It is interesting that I am around a 750 rating, without ever making a trade. Since the highest I have seen is around 995 or so, that tells me that 75% of the advisories seem to underperform the market.
>It is interesting that I am around a 750 rating, without ever making a trade. Since the highest I have seen is around 995 or so, that tells me that 75% of the advisories seem to underperform the market.
Na, it’s not telling you a thang (except that you are basing some
of your conclusions on something less than fact):
“Posted: Victor gui (C2 Rating: 6)
When: 6/13/06 (11:47)
Systems: Victor daytrading”
"Win % 100.0%
Cumu $ $60"
Victor’s system is “100% right”, has a profit, and his rating is 6…
This has been beaten to death, and Matthew has said the ratings were
funky. Since you’ve done your homework on C2 (you were posting on the ratings thread!), why would knowingly you use this bad data to make your point?
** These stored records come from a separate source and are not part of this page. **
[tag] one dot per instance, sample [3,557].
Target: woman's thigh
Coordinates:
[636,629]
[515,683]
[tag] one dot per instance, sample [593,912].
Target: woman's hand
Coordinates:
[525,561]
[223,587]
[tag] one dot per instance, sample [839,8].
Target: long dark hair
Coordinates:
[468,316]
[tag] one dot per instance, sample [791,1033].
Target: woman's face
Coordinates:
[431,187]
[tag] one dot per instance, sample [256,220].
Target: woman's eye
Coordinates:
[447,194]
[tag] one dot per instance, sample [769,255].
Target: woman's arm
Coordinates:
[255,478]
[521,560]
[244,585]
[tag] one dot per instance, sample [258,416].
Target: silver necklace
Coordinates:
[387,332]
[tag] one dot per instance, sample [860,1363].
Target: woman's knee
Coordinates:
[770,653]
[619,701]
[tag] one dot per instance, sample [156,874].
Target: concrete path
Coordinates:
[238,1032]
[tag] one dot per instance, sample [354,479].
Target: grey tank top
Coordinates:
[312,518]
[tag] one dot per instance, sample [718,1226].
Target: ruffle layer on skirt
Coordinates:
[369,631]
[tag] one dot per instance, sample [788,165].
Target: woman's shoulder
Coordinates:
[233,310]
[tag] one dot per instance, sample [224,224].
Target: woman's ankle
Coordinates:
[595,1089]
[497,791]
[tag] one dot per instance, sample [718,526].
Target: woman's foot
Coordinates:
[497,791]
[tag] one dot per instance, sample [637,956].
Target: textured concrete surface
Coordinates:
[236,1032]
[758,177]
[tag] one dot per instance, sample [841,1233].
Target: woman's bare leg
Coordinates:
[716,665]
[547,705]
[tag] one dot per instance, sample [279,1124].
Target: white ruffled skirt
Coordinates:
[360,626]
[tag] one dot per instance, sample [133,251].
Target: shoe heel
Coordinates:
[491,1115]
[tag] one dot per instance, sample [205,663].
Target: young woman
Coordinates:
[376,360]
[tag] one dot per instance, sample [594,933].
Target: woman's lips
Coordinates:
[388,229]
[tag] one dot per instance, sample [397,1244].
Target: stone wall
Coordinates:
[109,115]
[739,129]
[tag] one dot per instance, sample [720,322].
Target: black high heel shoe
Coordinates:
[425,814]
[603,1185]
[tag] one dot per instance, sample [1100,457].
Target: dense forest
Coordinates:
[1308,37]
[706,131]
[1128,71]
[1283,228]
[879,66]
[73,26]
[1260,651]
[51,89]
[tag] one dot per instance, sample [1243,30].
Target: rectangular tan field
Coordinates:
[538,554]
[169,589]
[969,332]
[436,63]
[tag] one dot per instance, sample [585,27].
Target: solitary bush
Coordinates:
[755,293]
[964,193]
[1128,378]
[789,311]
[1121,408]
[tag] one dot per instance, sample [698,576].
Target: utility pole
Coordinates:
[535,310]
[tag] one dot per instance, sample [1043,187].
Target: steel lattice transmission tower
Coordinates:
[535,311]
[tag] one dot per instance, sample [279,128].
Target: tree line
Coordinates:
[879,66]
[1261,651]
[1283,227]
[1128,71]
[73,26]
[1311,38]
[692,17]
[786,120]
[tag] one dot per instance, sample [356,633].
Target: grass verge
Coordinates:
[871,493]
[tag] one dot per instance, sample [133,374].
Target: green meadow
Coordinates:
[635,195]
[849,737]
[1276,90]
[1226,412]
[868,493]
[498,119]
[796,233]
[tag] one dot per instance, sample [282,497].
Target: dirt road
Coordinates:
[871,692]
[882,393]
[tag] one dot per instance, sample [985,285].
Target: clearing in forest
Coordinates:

"On the face of it, I cannot speak for how any one trader does with incredible streaks. Given that the annual performance of CTAs that are published, and that places like Striker and Robbins keep publishing systems results, as well as C2, Timertrac, Hulberts, FuturesTruth, Timer Digest, and others cover huge numbers of publishers and advisors, this is an extreme rarity to attain greater than a couple hundred percent a year."
No doubt it’s a rarity, but I suspect he had the freedom of not worrying
about OPM, the NFA, the CFTC, etc. I’m not sure how you can point to
10 and 16 year track records as “streaks”. Anyway, my point in mentioning them is that they refute the random walk. I don’t think you
can get lucky for sixteen years.
I share some of your cynicism, and I respect your wariness regarding track records, but I find your perspective inconsistent at times. You attack a system with a max DD of 9%, tout one with 30% DD’s, talk about how rare 100’s of % performance is, and then say 800% is doable
off the simple “sell in May and go away” cliche.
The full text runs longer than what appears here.